DAL CONCETTO ASTRATTO DI EGUAGLIANZA ALLA PRASSI DELLA DEMOCRAZIA • Fino al 450 A. C. , il concetto di «isonomia/eguaglianza» rimane un concetto astratto perché Atene era governata da una oligarchia che si traduceva in «tirannide» . • In un governo «tirannico» , non esiste il concetto di «cittadinanza» in quanto il potere è esercitato da una oligarchia • A seguito di profonde riforme politiche, le decisioni di governo passano ad un nuovo organismo, l’ASSEMBLEA. • A questa ASSEMBLEA partecipano tutti coloro che posseggono la CITTADINANZA (figli di padre ateniese, possidenti e non possidenti).
LO SCONTRO POLITICO NELL’ATENE DEL 400 a. C • Se il governo della città è nelle mani dell’ASSEMBLEA composta da coloro che posseggono la CITTADINANZA risulta del tutto ovvio che: • Più si allarga la cittadinanza ai ceti ‘non possidenti’, più questi ultimi diventano ‘maggioranza’ all’interno dell’Assemblea per il semplice fatto che i ‘non possidenti’ sono in numero molto più grande rispetto ai ‘possidenti’. • In altre parole, più si estende il diritto di cittadinanza, senza distinzione di classe o di ceto, più risulta ovvio che le classi più povere (il proletariato, i ‘non possidenti’) ottengono la maggioranza in Assemblea.

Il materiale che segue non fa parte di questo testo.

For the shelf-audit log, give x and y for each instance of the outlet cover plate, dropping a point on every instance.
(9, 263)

LO SCONTRO POLITICO NELL’ATENE DEL 400 a. C • Nella seconda metà del V° sec. A. C. , l’Assemblea ha una maggioranza assoluta composta dalle classi ‘non possidenti’. • Questa maggioranza esercita il potere: • tassando i possidenti per limitare il loro potere economico, • Introducendo benefici e sussidi alle classi meno agiate • Permettendo ai ‘non possidenti’ di accedere alle cariche pubbliche (magistrature, tribunali, comandanti dell’esercito, ecc. ) • Allargando il diritto di cittadinanza a coloro che ancora non lo posseggono
QUAL’E’ IL RISULTATO POLITICO DI QUESTE RIFORME? 1) l’allargamento della cittadinanza ai non possidenti realizza quel concetto di ‘isonomia’ che equivale ad ‘EGUAGLIANZA’ di tutti i cittadini (poveri e ricchi) che partecipano all’Assemblea. 2) Il potere è nelle mani della maggioranza dei ‘cittadini’ e quindi nelle mani dei ‘non possidenti’. Sono i ‘non possidenti’ che decidono. 3) Questo sistema politico assume il nome di «DEMOCRAZIA»

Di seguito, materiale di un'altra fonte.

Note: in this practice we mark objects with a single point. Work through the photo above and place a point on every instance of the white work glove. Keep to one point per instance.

LO SCONTRO POLITICO NELL’ATENE DEL 400 a. C • L’assemblea è il centro del potere decisionale in Atene ed è dominato dalle classi meno agiate (i non possidenti). • Le classi privilegiate (le oligarchie) non si arrendono e definiscono la democrazia come un potere ‘violento’, oppressivo, nelle mani di incompetenti che tendono a punire l’aristocrazia violando la loro libertà e ignorando che solo la competenza dell’aristocrazia è in grado di esercitare un ‘buon governo’. • Quando nel 430 a. C. , l’aristocrazia compie un colpo di stato ed assume il potere il primo provvedimento sarà quello di limitare il diritto di ‘cittadinanza’ ed abolire l’Assemblea.
IL SIGNIFICATO DELLA PAROLA DEMOCRAZIA La ‘DEMOCRAZIA’ assume quindi storicamente il significato di EGUAGLIANZA NEI DIRITTI POLITICI (Il voto esteso a tutti gli Ateniesi che diventano cittadini, senza discriminazioni di ceto) POTERE NELLE MANI DELLE CLASSI PIU’ POVERE e quindi prevalenza dei loro interessi Se non c’è eguaglianza e se il potere non è nelle mani dei ‘non possidenti’ NON C’E’ DEMOCRAZIA.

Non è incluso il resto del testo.